Pour cet article, je définirai donc une intelligence artificielle comme une entité créée par l’homme capable d’apprendre, de se créer une vision de son environnement, de partager cette vision et de choisir par elle-même comment elle va agir.

Un peu d’histoire

Si on admet mon acception de l’intelligence artificielle, l’idée n’est pas née avec l’informatique au XXème siècle ; de nombreux mythes antiques y font référence – les automates d’Héphaïstos par exemple – de grands intellectuels de la Renaissance et de l’époque classique ont travaillé dessus – comme Léonard de Vinci ou Descartes – et des œuvres littéraires majeures en ont fait un thème majeur – comme Frankenstein ou le Prométhée moderne de Mary Shelley.

Au XXème siècle, l’idée d’une intelligence artificielle a préoccupé les informaticiens dès les prémices de la discipline ; Alan Turing lui-même, dès 1950, s’intéressait déjà à la question. Il a défini le célèbre « test de Turing », dans lequel on caractérise une intelligence comme une entité capable de communiquer avec un être humain sans que celui-ci puisse deviner qu’il ne parle pas avec un autre être humain. Tout en n’étant pas complètement satisfaisant pour détecter une intelligence, ce test reste non résolu à ce jour.

Aujourd’hui, brique par brique, nous construisons des outils capables d’appréhender leur environnement – comme les robots dont j’ai déjà parlé – de raisonner sur des problèmes précis et de communiquer naturellement avec des êtres humains.

Où en sommes-nous ?

Pour revenir à la déclaration de Bill Gates, on distingue classiquement deux niveaux d’intelligence : l’intelligence faible, qui correspond à celle des robots à spectre limité comme les robots aspirateurs, des systèmes expert ou des analyseurs big data et l’intelligence forte, qui correspond à ma définition.
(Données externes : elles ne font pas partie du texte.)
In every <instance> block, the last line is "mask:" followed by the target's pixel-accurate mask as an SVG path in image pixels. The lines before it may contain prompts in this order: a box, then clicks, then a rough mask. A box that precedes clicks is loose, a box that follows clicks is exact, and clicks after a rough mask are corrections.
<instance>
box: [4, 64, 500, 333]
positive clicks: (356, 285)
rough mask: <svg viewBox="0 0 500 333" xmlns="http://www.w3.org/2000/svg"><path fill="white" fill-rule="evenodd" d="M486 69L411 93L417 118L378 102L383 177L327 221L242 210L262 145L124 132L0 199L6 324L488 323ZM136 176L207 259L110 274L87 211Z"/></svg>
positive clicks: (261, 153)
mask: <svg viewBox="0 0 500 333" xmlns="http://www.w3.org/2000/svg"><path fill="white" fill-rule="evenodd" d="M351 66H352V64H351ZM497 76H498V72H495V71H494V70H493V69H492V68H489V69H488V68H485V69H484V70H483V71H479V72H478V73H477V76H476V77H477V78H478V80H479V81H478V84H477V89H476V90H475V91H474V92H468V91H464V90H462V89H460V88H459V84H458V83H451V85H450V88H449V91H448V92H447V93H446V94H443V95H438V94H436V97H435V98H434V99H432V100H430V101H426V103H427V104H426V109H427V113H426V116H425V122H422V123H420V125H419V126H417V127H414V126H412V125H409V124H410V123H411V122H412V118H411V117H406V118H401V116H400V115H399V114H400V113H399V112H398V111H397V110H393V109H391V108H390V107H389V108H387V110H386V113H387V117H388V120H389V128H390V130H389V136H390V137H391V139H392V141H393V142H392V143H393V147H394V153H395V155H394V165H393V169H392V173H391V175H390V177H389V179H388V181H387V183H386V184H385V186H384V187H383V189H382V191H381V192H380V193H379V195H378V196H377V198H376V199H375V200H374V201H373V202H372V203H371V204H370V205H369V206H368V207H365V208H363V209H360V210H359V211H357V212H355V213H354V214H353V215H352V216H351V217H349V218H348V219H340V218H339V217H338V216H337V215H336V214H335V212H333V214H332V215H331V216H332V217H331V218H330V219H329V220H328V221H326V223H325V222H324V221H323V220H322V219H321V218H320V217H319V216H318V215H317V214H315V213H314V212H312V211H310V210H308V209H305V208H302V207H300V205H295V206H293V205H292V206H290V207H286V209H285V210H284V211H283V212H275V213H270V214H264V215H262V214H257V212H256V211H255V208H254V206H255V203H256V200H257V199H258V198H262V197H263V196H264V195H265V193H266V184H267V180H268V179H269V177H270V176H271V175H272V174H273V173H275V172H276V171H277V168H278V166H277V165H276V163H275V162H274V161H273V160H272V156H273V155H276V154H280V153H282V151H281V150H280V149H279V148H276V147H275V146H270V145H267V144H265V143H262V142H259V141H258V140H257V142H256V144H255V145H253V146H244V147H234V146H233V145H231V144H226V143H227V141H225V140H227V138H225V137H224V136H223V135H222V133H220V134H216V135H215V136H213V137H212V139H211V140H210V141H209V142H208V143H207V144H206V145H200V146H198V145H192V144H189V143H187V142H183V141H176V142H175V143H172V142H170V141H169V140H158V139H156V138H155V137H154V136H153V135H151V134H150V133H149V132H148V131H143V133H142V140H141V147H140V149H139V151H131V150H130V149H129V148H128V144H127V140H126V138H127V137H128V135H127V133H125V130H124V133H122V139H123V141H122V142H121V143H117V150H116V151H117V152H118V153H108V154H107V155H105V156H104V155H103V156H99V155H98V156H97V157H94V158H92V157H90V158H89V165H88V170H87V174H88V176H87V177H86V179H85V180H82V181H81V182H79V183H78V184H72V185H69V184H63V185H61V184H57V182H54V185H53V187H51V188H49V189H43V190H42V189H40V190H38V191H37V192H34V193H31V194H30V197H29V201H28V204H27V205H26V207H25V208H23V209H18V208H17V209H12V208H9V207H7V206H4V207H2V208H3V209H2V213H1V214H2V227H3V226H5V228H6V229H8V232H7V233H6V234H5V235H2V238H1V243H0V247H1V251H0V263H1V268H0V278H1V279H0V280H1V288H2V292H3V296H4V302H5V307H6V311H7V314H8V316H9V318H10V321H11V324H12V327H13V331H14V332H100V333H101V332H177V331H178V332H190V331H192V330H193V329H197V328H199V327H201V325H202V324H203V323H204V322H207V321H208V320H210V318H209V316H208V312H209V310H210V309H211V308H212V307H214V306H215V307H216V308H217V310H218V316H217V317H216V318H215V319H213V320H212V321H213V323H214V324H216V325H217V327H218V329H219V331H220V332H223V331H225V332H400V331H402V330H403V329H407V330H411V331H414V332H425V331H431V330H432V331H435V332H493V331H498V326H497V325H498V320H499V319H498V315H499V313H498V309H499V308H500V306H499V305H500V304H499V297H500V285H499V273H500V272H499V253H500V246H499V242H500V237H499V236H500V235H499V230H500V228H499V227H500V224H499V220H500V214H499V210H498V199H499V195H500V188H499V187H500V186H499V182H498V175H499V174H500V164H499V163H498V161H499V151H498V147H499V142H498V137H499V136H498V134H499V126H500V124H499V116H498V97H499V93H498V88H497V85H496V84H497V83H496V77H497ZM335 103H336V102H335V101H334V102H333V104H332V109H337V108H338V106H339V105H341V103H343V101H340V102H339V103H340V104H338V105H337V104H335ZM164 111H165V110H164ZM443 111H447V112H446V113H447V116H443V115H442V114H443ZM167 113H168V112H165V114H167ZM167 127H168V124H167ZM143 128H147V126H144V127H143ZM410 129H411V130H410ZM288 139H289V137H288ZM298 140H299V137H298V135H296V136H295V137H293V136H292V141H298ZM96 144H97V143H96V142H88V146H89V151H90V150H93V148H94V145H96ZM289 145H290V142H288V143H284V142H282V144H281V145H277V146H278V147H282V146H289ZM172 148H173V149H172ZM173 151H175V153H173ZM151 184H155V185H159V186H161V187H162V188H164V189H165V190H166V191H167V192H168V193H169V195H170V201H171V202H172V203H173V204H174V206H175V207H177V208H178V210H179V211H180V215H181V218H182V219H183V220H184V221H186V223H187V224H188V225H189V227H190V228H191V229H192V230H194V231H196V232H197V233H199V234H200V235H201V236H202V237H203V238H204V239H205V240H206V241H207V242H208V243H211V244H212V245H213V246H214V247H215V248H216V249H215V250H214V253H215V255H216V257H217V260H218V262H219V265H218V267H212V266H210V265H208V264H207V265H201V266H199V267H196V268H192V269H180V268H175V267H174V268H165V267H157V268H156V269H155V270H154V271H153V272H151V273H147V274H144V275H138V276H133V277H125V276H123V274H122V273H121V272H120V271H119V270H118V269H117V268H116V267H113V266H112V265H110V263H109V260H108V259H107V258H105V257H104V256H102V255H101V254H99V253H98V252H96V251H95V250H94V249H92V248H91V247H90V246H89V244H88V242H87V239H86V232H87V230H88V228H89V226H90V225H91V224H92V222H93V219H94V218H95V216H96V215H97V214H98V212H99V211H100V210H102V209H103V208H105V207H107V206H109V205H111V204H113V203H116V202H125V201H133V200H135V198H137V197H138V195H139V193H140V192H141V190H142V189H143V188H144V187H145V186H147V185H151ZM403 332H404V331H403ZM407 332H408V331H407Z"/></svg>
Nous avons bien progressé sur l’intelligence faible : de nombreuses tâches unitaires ont atteint une bonne qualité de traitement – la reconnaissance de la parole, la vocalisation, l’appréhension et la création de modèle de l’environnement physique – et des applications avancées comme grand public réellement intéressantes sont disponibles. En particulier, de plus en plus de tâches répétitives, qui généralement rebutent les humains, peuvent être laissées à des machines. D’ailleurs, la mécanisation de ces tâches me paraît une des grandes victoires de l’informatique, j’y reviendrai certainement dans un autre article.

Un autre cas où les intelligences artificielles pourraient apporter beaucoup est l’intervention en milieu hostile – sous-entendu hostile pour l’être humain : irradiation, environnement extraterrestre ou absence d’air respirable, hautes pressions comme dans les hauts fonds marins, etc. Ces cas sont particulièrement intéressants car plus que de décharger les humains de tâches ingrates, ils correspondent à des situations où l’être humain ne peut pas intervenir du tout. Force est de constater que les systèmes actuellement en production ont une intelligence très limitée – en particulier une intelligence adaptative proche de zéro – et ont des périmètres d’intervention très restreints. Deux exemples concrets :

  • la sonde Rosetta : en simplifiant son fonctionnement, on lui demande de se placer sur telle ou telle orbite autour de la comète 67P pour procéder à des analyses ; afin de s’assurer que sa course est toujours correcte, elle calcule régulièrement sa position dans l’espace par triangulation avec trois étoiles lointaines ayant des spectres lumineux bien définis. Récemment, un incident est survenu, car la comète se rapprochant du soleil, elle a commencé à perdre de la matière que la sonde a prise pour une de ses étoiles de guidage ; conçue très robustement, la sonde s’est éloignée de la comète en se basant sur la position calculée antérieurement, et a passé la main aux ingénieurs au sol pour déterminer la suite. Bravo aux ingénieurs ayant conçu la sonde, mais on est loin des capacités d’un pilote humain
  • la centrale de Fukushima : un robot a été lancé mi-avril pour évaluer certains dégâts en zone fortement irradiée ; il n’avait cependant que peu d’indépendance de manipulateurs humains, s’est coincé dans un conduit, n’a pas réussi à se débloquer, et a donc fini par cesser de fonctionner à cause des radiations qui, comme on le sait, attaquent également les circuits électroniques.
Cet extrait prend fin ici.